Mais preocupante ainda, o investimento no setor imobiliário, que desempenhou um grande papel em impulsionar o crescimento econômico da China ao longo da última década, ainda não se estabilizou.
O investimento em propriedades caiu 5,8% no 1T23 em comparação com o mesmo período do ano anterior.
A grande questão agora é se o aumento nos gastos do consumidor é apenas efêmero – o que os economistas apelidaram de “consumo de vingança” – ou se isso indica uma mudança mais duradoura em que os consumidores desempenham um papel maior em impulsionar o crescimento geral.
Uma pesquisa trimestral do Banco Central da China no início deste mês indicou que as famílias chinesas estão mudando suas mentalidades em relação à redução de suas economias após três anos de incerteza causada pela Covid, o que poderia indicar uma maior disposição para gastar.
Economistas do Citigroup e do Société Générale, citando o relatório do BC, preveem que a taxa de poupança entre as famílias urbanas continuará a cair à medida que a confiança aumenta.
Tommy Wu, um economista sênior do Commerzbank, disse a seus clientes nesta terça-feira que, se a confiança continuar a melhorar, a recuperação do consumidor pode durar algum tempo, em vista da inflação ao consumidor estar limitada até agora este ano – apenas 0,7% em março.
De forma mais ampla, os economistas esperam que as fortes cifras de crescimento continuem nos próximos meses, em parte por causa das comparações favoráveis com os números econômicos fracos do segundo trimestre de 2022, quando a atividade em Xangai foi afetada por um bloqueio de vários meses.
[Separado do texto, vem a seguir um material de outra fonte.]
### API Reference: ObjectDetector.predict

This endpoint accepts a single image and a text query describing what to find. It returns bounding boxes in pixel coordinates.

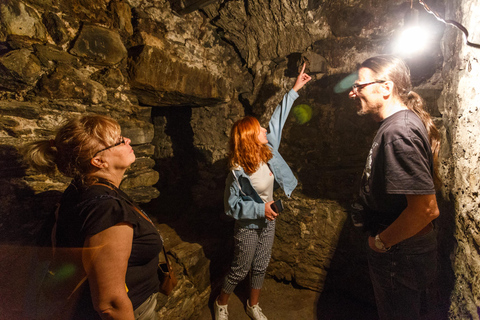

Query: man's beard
[357,101,382,116]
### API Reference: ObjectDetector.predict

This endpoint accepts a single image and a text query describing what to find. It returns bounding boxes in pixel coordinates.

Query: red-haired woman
[214,65,311,320]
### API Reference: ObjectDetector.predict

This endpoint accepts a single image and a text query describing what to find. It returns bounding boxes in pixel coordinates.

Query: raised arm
[293,63,312,92]
[267,64,312,149]
[82,223,134,320]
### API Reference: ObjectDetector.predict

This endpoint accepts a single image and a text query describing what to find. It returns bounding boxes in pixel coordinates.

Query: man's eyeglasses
[352,80,386,92]
[92,136,125,158]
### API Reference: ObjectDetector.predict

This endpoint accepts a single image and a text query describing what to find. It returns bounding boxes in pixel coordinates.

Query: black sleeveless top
[55,181,163,319]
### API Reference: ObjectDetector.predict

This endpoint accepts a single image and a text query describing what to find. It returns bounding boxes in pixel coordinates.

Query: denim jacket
[224,89,298,229]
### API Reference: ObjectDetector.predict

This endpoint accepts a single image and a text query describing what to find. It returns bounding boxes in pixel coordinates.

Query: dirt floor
[197,279,378,320]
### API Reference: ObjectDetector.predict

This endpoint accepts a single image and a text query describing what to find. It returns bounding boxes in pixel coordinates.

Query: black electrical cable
[418,0,480,48]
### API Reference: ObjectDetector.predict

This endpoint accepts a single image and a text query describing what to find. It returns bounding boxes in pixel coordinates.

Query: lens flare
[394,26,430,55]
[293,104,312,124]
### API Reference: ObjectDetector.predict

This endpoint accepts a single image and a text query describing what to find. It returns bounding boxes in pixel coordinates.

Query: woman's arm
[82,223,134,320]
[267,64,312,149]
Hoje, tanto o UBS quanto o Citigroup aumentaram suas previsões de crescimento do PIB para a China este ano para 5,7% e 6,1%, respectivamente, bem acima da meta oficial de crescimento em torno de 5%.
Alguns economistas permanecem cautelosos, observando que a recuperação geral ainda está em estágio inicial, com várias desvantagens persistentes.
O ressurgimento do crescimento das exportações em março pode ser de curta duração se o impulso das ordens atrasadas diminuir, como se espera, e os riscos de recessão continuam a pairar sobre as economias ocidentais.
O estresse contínuo no mercado de trabalho, que viu a taxa de desemprego entre os jovens subir para 19,6% em março, também pode prejudicar a confiança do consumidor nos próximos meses.
O setor imobiliário da China, duramente atingido, também continua enfrentando desafios.
Os dados de hoje mostraram que o início de novas construções por incorporadoras imobiliárias caiu 19,2% em relação ao ano anterior em março, aprofundando a queda de 9,4% nos primeiros dois meses do ano.
A confiança entre os empresários privados também continua fraca, prejudicada nos últimos anos pelas regulamentações em constante mudança sobre Covid e o ambiente empresarial mais amplo.
Os investimentos das empresas de propriedade privada expandiram apenas 0,6% no primeiro trimestre em relação ao ano anterior, ficando atrás da expansão de 10% nos investimentos das entidades estatais, segundo os dados divulgados.
“O golpe na confiança do setor privado é mais profundo e amplo do que esperávamos anteriormente”, diz Tianlei Huang, pesquisador do Instituto Peterson de Economia Internacional.